A few companies, such as Veolia Environnement, Orange and SodaStream International, relocated their operations out of the West Bank or even withdrew entirely from the Israeli market. The finance ministry's Naveh concedes there have been "some institutional investors that said they are pulling their investments." But he added, "We don't need it."

So far, that appears to be true. A survey of nine Israeli companies with ties to the settlement and occupation economy showed major non-Israeli holdings have increased or remained largely unchanged over the past three years.

Foreign ownership of those companies' stocks, especially by exchange-traded fund managers like Vanguard and BlackRock or quantitative managers such as Dimensional Fund Advisors, has grown over the past four years. The increase easily made up for a handful of big divestments such as Barclays's sale of its 50,000 shares in Elbit Systems in the three months that ended Sept. 30, 2014. The position was worth about $3 million based on the average share price that quarter.

Still, the issue is clearly freighted and investors are loathe to discuss it. Calls to 30 fund managers who own shares in some of the companies listed yielded only two willing to speak and only without being named. They both said BDS has no bearing on their decisions.
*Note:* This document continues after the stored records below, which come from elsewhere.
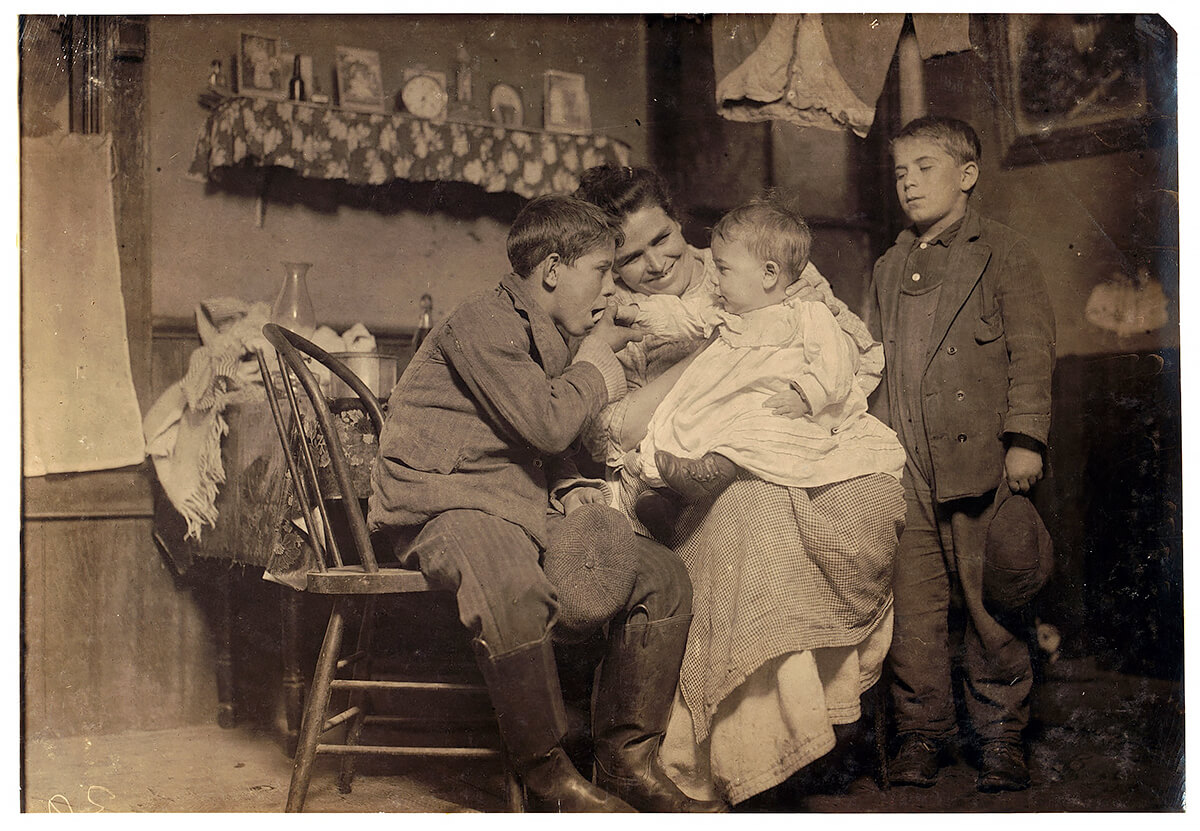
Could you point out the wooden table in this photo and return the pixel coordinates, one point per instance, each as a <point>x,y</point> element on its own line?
<point>255,528</point>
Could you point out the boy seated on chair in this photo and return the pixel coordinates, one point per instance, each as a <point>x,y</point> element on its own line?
<point>479,431</point>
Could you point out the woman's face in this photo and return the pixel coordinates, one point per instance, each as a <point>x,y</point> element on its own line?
<point>653,249</point>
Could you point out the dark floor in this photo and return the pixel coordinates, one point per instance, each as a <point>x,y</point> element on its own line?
<point>1101,742</point>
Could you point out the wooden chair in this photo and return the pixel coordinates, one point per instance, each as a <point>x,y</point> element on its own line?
<point>351,581</point>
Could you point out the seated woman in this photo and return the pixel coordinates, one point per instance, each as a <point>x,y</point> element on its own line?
<point>791,585</point>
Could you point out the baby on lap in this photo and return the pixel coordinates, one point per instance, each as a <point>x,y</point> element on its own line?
<point>765,339</point>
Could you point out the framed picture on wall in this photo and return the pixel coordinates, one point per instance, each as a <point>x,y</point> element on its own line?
<point>567,107</point>
<point>261,71</point>
<point>359,81</point>
<point>1073,85</point>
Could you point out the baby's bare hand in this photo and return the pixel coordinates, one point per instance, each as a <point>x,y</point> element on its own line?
<point>581,496</point>
<point>789,404</point>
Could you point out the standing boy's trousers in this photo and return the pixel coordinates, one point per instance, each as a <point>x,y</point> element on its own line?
<point>996,671</point>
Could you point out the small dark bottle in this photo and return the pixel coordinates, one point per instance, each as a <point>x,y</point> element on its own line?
<point>295,87</point>
<point>426,322</point>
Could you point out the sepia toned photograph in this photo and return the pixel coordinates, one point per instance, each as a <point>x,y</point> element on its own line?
<point>261,67</point>
<point>567,107</point>
<point>359,79</point>
<point>790,424</point>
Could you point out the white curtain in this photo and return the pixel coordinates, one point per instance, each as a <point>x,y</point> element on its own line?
<point>79,408</point>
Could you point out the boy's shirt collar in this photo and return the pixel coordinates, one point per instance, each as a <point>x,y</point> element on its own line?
<point>947,234</point>
<point>969,225</point>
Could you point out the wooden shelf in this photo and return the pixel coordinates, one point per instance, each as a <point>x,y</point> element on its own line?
<point>322,142</point>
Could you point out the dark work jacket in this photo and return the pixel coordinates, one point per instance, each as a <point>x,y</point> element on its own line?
<point>481,417</point>
<point>990,356</point>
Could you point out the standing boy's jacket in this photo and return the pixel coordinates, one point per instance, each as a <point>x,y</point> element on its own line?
<point>483,413</point>
<point>991,353</point>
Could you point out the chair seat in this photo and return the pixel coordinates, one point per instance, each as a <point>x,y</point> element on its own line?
<point>357,580</point>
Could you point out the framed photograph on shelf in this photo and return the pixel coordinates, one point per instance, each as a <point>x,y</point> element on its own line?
<point>1072,85</point>
<point>359,81</point>
<point>261,70</point>
<point>567,108</point>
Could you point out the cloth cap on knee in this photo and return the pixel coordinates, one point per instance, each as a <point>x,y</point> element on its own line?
<point>592,562</point>
<point>1018,555</point>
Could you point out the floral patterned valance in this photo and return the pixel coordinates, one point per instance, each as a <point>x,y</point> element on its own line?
<point>378,148</point>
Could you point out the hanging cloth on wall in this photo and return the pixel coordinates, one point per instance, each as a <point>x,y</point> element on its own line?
<point>81,411</point>
<point>814,70</point>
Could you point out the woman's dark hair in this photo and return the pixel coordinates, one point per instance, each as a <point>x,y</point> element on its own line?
<point>622,191</point>
<point>559,225</point>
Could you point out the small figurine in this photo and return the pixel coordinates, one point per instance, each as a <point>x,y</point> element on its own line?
<point>462,76</point>
<point>216,76</point>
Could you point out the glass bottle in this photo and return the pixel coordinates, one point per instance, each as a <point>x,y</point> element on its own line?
<point>425,323</point>
<point>293,306</point>
<point>295,87</point>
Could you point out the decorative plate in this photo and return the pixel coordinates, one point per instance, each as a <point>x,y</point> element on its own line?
<point>507,106</point>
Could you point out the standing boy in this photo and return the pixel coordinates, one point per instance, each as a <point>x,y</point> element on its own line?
<point>969,345</point>
<point>475,436</point>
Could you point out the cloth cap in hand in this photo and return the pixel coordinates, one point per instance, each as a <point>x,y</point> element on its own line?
<point>592,562</point>
<point>1018,555</point>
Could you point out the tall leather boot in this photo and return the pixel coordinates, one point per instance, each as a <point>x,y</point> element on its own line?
<point>634,697</point>
<point>525,691</point>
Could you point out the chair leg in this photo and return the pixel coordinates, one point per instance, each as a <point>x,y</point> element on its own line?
<point>361,670</point>
<point>880,705</point>
<point>513,789</point>
<point>315,711</point>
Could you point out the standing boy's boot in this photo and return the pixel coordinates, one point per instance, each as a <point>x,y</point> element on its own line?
<point>528,701</point>
<point>633,704</point>
<point>658,510</point>
<point>1002,766</point>
<point>696,479</point>
<point>916,763</point>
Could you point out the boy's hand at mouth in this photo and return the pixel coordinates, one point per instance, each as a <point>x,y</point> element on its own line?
<point>611,333</point>
<point>624,314</point>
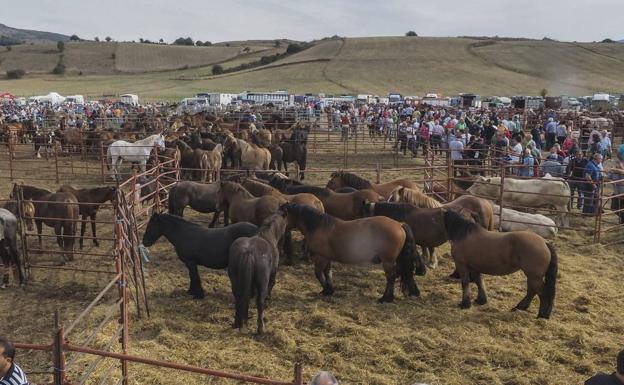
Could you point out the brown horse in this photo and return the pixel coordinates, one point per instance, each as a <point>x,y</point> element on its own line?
<point>477,251</point>
<point>480,209</point>
<point>361,241</point>
<point>90,199</point>
<point>340,179</point>
<point>57,210</point>
<point>346,206</point>
<point>242,206</point>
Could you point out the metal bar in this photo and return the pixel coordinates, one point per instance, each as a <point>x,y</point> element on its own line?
<point>171,365</point>
<point>92,304</point>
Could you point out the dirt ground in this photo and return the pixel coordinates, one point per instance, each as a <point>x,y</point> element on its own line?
<point>427,339</point>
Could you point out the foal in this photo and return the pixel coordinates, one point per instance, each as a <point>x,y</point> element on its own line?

Twenty-eight others declined to comment or respond.

One of the two said that while state pension funds in northern Europe have opposed investing in companies linked to Israeli activities in the West Bank, many others in China and elsewhere simply want assets with good management, high dividend yields and healthy balance sheets. Most investors are looking to make money within the confines of the law, the other fund manager said.

Both also said it's not clear what constitutes business complicity in Israel's occupation and what, if any, legal consequences there are for those involved.

What most worries Israel's defenders is that foreigners will associate Israel with ill-doing and choose to avoid controversy. Given the small size of its market, this can be easily done without acknowledgment and could lead to a slow, subtle process of isolation.

Barghouti argued that the BDS movement's strength is precisely in its "indirect, palpable psychological impact on the mainstream Israeli psyche about the country becoming more 'isolated' from the world."

He pointed to the boycott of apartheid South Africa in the 1980s that helped lead the country to dismantle its racially exclusivist policies. BDS is expanding more quickly than that boycott which started in the 1960s, he said. Large corporations pulled out later, following economic sanctions imposed by the U.S., Europe and Japan.

Sheldon Adelson, a Jewish-American billionaire who has helped raise millions to fight BDS, says he is not worried about possible economic damage for Israel. Adelson said he is encouraged by the efforts in more than 20 state legislatures to pass laws banning contracts with entities that boycott based on race, color, religion, gender, or national origin.

"This is a PR battle and its biggest threat is demonization of Israel," Adelson said in an interview.

Shlomo Maoz, chief economist at S.M. Tel Aviv Investments, said what worries him most is that the cultural boycott could set the scene for an economic one. "BDS now is not a big threat, it's a threat," he said. "But when students go to college in America, the U.K., and see anti-Israel BDS protests, and then go to be fund managers in five, seven years -- then it could be a problem."